Cannabis contains more than 400 different chemical compounds, of which 61 are considered cannabinoids, a class of compounds that act upon endogenous cannabinoid receptors of the body. CBD accounts for up to 41% of the plant’s extract. Cannabis produces CBD-carboxylic acid through the same metabolic pathway as THC, until the next to last step, where CBDA synthase performs catalysis instead of THCA synthase. At room temperature, cannabidiol is a colorless crystalline solid. It is practically insoluble in water.

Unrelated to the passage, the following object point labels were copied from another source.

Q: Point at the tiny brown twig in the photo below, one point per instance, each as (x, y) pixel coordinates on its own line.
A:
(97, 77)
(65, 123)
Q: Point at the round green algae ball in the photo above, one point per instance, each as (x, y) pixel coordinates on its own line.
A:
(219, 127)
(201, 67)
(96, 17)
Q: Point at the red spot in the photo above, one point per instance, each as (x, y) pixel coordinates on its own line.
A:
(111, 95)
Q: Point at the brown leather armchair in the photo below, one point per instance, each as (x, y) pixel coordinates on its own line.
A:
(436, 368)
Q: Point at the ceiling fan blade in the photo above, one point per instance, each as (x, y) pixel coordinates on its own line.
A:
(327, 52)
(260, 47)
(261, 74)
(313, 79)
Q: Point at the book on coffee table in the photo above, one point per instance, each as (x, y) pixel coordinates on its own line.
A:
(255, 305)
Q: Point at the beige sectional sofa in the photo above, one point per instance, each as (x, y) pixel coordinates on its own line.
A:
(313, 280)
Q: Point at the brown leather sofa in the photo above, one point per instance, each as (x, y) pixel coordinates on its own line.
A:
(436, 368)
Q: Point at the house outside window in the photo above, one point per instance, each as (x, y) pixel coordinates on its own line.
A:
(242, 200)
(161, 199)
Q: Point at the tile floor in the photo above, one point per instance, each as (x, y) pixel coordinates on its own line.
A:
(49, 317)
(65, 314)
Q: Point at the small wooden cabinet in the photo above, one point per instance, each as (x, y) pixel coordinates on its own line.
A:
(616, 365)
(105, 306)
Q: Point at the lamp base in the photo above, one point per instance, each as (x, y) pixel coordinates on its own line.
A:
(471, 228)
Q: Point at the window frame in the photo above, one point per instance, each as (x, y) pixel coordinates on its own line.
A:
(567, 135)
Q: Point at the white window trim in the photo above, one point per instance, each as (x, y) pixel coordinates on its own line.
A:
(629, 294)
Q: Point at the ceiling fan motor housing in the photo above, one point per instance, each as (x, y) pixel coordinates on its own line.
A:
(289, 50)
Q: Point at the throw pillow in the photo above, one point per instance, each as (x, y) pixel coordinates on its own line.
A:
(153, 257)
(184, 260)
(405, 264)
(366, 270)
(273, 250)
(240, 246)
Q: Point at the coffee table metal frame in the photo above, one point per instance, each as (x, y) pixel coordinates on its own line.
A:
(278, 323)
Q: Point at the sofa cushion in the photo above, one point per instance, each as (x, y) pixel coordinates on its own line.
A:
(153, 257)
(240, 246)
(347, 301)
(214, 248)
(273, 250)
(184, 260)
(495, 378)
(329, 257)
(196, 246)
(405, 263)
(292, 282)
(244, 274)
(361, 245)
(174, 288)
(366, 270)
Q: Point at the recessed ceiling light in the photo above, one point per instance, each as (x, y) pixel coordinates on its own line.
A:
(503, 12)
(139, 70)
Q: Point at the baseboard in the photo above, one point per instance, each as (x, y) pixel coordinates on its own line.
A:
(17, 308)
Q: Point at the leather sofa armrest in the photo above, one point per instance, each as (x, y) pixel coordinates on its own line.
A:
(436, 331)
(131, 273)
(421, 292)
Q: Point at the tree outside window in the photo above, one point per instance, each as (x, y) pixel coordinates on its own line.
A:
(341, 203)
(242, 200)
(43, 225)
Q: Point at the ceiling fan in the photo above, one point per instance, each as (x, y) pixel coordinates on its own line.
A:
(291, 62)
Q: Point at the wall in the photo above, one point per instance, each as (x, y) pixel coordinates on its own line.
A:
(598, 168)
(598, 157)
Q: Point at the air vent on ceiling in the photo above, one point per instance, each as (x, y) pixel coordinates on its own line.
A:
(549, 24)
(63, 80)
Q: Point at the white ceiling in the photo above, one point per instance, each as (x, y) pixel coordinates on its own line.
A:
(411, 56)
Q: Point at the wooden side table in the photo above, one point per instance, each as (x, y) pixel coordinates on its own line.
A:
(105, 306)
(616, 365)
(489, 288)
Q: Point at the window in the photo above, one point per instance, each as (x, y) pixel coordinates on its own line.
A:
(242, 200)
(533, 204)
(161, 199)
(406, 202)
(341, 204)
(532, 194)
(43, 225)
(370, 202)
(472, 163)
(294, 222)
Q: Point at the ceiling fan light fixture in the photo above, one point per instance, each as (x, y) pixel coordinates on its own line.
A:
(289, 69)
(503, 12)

The exact mechanism of action of CBD and THC is not currently fully understood. However, it is known that CBD acts on cannabinoid (CB) receptors of the endocannabinoid system, which are found in numerous areas of the body, including the peripheral and central nervous systems (such as the brain)). The endocannabinoid system regulates many physiological responses of the body including pain, memory, appetite, and mood. More specifically, CB1 receptors can be found within the pain pathways of the brain and spinal cord where they may affect CBD-induced analgesia and anxiolysis, and CB2 receptors have an effect on immune cells, where they may affect CBD-induced anti-inflammatory processes. CBD has been shown to act as a negative allosteric modulator of the cannabinoid CB1 receptor, the most abundant G-Protein Coupled Receptor (GPCR) in the body. Allosteric modulators differ from receptor agonists in that they alter the activity of the receptor by binding to a functionally distinct binding site rather than directly to the receptor. In addition to the well-known activity on CB1 and CB2 receptors, there is further evidence that CBD also activates 5-HT1A/2A/3A serotonergic and TRPV1–2 vanilloid receptors, antagonizes alpha-1 adrenergic and µ-opioid receptors, inhibits synaptosomal uptake of noradrenaline, dopamine, serotonin and gamma-aminobutyric acid (GABA), and cellular uptake of anandamide, acts on mitochondria Ca2+ stores, blocks low-voltage-activated (T-type) Ca2+ channels, stimulates activity of the inhibitory glycine-receptor, and inhibits activity of fatty amide hydrolase (FAAH). The oral bioavailability of CBD is 13 to 19%, while its bioavailability via inhalation is 11 to 45% (mean 31%). The elimination half-life of CBD is 18–32 hours. Cannabidiol is metabolized in the liver and intestines by enzymes CYP2C19 and CYP3A4, and UGT1A7, UGT1A9, and UGT2B7 isoforms.